“Jackson seems to have been ignorant of what General Lee expected of him, and badly informed about Brackett’s Ford. When he found how strenuous was our defence at the bridge, he should have turned his attention to Brackett’s Ford also. A force could have been as quietly gathered there as at the bridge; a strong infantry movement at the ford would have easily overrun our small force there, placing our right at Glendale, held by Slocum’s division, in great jeopardy, and turning our force at the bridge by getting between it and Glendale. In fact, it is likely that we should have been defeated that day had General Jackson done what his great reputation seems to make it imperative he should have done."* (* Battles and Leaders volume 2 page 381.) But General Franklin’s opinion as to the ease with which Brackett’s Ford might have been passed is not justified by the facts.

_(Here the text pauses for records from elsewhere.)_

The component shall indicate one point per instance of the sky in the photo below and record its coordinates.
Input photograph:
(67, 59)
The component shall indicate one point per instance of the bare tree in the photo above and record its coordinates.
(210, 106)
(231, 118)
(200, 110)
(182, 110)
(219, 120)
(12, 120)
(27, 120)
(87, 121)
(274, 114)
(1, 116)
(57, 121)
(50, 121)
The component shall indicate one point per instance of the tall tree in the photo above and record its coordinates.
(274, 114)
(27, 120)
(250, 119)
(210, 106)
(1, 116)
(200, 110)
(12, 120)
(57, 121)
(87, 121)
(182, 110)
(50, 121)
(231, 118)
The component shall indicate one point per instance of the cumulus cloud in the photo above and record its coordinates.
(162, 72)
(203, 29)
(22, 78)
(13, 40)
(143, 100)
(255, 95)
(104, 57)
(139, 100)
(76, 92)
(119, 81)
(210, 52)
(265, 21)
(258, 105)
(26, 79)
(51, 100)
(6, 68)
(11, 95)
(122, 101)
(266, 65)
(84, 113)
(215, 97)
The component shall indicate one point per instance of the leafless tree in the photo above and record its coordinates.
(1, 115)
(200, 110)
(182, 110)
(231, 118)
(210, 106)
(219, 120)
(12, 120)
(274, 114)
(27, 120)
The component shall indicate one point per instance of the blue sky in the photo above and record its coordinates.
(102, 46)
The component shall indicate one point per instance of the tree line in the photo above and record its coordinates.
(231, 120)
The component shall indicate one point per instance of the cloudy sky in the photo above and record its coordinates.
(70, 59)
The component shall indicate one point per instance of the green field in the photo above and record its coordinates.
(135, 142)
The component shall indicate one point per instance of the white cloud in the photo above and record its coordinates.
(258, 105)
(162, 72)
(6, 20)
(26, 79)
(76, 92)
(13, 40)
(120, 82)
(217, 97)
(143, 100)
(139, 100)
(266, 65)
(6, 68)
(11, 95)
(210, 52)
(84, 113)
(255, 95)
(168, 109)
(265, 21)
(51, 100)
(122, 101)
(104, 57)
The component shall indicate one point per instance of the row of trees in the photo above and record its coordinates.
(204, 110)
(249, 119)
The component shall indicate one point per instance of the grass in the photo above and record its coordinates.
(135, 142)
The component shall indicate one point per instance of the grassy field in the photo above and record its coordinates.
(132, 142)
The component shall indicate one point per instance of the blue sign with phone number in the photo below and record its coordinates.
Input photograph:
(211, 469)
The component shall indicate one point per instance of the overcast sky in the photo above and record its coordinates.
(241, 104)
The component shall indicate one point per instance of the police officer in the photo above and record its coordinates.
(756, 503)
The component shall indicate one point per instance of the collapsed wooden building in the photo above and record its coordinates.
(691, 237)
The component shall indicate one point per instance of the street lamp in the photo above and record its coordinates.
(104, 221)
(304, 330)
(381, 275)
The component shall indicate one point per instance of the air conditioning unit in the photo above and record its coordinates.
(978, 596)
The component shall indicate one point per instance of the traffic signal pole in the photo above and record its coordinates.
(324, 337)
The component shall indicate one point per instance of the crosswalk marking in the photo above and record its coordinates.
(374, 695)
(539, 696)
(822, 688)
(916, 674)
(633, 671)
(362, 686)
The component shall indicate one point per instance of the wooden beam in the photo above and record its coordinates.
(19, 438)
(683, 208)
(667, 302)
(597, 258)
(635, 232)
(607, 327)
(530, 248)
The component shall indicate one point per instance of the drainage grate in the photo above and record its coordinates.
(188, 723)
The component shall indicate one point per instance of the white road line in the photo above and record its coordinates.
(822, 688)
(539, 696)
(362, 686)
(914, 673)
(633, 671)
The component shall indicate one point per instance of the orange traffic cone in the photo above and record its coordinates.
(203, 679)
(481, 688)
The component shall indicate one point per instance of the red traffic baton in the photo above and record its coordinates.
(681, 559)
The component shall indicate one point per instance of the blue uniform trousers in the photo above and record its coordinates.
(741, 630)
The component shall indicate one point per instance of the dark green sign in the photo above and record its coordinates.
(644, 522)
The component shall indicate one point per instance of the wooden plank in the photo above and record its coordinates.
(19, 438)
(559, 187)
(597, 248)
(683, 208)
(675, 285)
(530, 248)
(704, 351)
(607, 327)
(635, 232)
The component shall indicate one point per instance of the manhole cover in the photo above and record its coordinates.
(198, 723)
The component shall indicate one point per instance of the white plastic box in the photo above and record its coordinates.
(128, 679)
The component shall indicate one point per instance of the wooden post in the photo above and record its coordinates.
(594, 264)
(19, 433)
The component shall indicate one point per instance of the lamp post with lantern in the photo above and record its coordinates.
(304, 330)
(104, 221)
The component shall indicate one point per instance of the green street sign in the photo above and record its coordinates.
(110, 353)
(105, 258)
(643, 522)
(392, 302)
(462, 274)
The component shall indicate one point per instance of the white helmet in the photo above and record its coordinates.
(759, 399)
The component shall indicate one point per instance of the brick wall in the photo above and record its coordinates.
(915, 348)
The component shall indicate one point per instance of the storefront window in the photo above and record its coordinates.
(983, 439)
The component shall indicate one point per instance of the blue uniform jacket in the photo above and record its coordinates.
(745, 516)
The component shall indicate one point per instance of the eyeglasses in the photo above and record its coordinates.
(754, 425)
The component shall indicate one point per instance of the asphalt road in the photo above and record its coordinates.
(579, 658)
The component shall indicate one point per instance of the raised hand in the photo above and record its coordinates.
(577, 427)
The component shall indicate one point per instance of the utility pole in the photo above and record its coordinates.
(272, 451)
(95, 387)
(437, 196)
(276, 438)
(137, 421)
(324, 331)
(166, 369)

In the first place, General Slocum, who was facing Huger, and had little to do throughout the day, had two brigades within easy distance of the crossing; in the second place, General Wright reported the ford impassable; and in the third place, General Franklin himself admits that directly Wright’s scouts were seen near the ford two brigades of Sedgwick’s division were sent to oppose their passage.
General Long, in his life of Lee, finds excuse for Jackson in a story that he was utterly exhausted, and that his staff let him sleep until the sun was high. Apart from the unlikelihood that a man who seems to have done without sleep whenever the enemy was in front should have permitted himself to be overpowered at such a crisis, we have Colonel Munford’s evidence that the general was well in advance of his columns at sunrise, and the regimental reports show that the troops were roused at 2.30 A.M.
Jackson may well have been exhausted. He had certainly not spared himself during the operations. On the night of the 27th, after the battle of Gaines’ Mill, he went over to Stuart’s camp at midnight, and a long conference took place. At 8.30 on the morning of the 29th he visited Magruder, riding across Grapevine Bridge from McGehee’s House, and his start must have been an early one. In a letter to his wife, dated near the White Oak Bridge, he says that in consequence of the heavy rain he rose “about midnight” on the 30th. Yet his medical director, although he noticed that the general fell asleep while he was eating his supper the same evening, says that he never saw him more active and energetic than during the engagement;* (* Letter from Dr. Hunter McGuire to the author.) and Jackson himself, neither in his report nor elsewhere, ever admitted that he was in any way to blame.